Пятидесятилетний убийца, шестидесятилетний уборщик, семидесятилетняя старушка с хозяйственной сумкой... Купер оторвался от компьютера.
— Я нашел конюшню. Это «Хаммерстедская школа верховой езды».
Белл, Селлитто и Сакс направились к двери.
— Я тоже хочу пойти, — сказала Кара.
— Нет, — отрезал Райм.
— Я могу там что-нибудь заметить. Какую-нибудь манипуляцию или иллюзионистскую трансформацию прямо в толпе. Я сразу увижу это.
— Нет. Это слишком опасно. В операции по задержанию не должны участвовать гражданские лица. Таковы правила.
— Эти правила меня не волнуют, — с вызовом отозвалась молодая женщина. — Главное — что я могу помочь.
— Кара...
Но она заставила Райма замолчать, сначала посмотрев на развешанные фотографии убитых Тони Калверта и Светланы Расниковой, а потом холодно взглянув в глаза. Тем самым Кара напомнила ему, что именно он вызвал ее сюда, именно он показал чуждый ей мир и теперь она уже без содрогания смотрит на все эти ужасы.

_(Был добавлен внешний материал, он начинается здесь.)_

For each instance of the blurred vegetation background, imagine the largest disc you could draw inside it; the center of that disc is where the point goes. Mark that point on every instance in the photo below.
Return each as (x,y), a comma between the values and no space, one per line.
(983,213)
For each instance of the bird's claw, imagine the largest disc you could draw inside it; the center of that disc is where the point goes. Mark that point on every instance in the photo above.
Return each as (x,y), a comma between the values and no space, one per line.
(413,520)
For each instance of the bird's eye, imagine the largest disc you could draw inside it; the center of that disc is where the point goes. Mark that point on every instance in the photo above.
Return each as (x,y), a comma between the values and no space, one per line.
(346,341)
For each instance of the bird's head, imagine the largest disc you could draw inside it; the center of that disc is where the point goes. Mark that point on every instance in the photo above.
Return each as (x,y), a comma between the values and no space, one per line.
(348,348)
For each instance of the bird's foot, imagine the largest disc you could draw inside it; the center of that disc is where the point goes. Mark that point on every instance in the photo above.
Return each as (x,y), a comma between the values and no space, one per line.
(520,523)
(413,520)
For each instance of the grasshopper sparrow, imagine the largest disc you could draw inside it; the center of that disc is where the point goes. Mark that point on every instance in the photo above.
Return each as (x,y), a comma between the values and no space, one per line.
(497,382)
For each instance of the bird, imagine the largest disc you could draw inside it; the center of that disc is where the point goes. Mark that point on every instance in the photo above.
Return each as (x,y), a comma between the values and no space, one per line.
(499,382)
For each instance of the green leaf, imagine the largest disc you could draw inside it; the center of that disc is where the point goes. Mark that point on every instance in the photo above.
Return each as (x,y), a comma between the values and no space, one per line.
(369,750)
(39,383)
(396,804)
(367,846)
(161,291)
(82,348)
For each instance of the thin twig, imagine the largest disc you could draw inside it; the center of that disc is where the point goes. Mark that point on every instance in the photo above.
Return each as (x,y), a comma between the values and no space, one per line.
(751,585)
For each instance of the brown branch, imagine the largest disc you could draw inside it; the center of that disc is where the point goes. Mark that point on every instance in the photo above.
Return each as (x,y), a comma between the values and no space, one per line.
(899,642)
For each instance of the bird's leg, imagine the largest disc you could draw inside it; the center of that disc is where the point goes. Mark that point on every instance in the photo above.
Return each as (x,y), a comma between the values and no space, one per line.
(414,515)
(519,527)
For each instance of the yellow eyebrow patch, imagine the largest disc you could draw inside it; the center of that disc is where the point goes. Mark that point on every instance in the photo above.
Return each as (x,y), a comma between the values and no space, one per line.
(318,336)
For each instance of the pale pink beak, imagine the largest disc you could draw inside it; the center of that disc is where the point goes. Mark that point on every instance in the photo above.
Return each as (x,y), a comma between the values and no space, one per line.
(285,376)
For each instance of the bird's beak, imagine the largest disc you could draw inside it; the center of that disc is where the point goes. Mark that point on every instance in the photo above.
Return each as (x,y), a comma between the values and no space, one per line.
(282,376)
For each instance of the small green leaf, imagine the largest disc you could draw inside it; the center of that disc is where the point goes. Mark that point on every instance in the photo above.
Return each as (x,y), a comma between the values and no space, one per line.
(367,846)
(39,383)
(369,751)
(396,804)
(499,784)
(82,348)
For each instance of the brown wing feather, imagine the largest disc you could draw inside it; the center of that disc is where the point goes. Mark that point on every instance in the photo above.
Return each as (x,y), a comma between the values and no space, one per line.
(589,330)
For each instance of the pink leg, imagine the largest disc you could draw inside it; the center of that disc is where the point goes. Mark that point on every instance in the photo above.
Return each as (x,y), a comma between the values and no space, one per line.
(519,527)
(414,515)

— Ну ладно, — согласился Райм и обратился к Сакс: — Только держись к ней поближе.
* * * А она ведет себя осторожно, отметил Мальэрик. Как, впрочем, и подобает любой женщине, только что познакомившейся с мужчиной на Манхэттене — даже если тот робок, дружелюбно настроен и умеет справляться с упирающимися лошадьми.
Тем не менее Черил Мерстон постепенно успокаивалась, с удовольствием слушая его рассказы о тех временах, когда Мальэрик разъезжал на лошадях в цирке; все эти рассказы были, разумеется, сильно приукрашены, для того чтобы развлечь слушательницу и преодолеть ее настороженность.
Осмотрев Донни в Хаммерстедских конюшнях, конюх и ветеринар нашли его в добром здравии. Мальэрик и его очередная жертва направились в ресторан, находившийся на Риверсайд-драйв.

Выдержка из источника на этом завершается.